Computer-based infectious disease surveillance systems are capable of real-time or near real-time detection of serious illnesses and potential bioterrorism agent exposures and represent a major step forward in disease surveillance. Infectious Disease Informatics: Syndromic Surveillance for Public Health and Bio-Defense is an in-depth monograph that analyzes and evaluates the outbreak modeling and detection capabilities of existing surveillance systems under a unified framework, and presents the first book-length coverage of the subject from an informatics-driven perspective.

Individual chapters consider the state of the art, including the facilitation of data collection, sharing and transmission; a focus on various outbreak detection methods; data visualization and information dissemination issues; and system assessment and other policy issues. Eight chapters then report on several real-world case studies, summarizing and comparing eight syndromic surveillance systems, including those that have been adopted by many public health agencies (e.g., RODS and BioSense).
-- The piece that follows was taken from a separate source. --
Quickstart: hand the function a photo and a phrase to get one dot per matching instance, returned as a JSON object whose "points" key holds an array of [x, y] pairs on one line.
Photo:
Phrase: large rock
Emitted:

The book concludes with a discussion of critical issues and challenges, with a look to future directions.

This book is an excellent source of current information for researchers in public health and IT. Government public health officials and private-sector practitioners in both public health and IT will find the most up-to-date information available, and students from a variety of disciplines, including public health, biostatistics, information systems, computer science, and public administration and policy will get a comprehensive look at the concepts, techniques, and practices of syndromic surveillance.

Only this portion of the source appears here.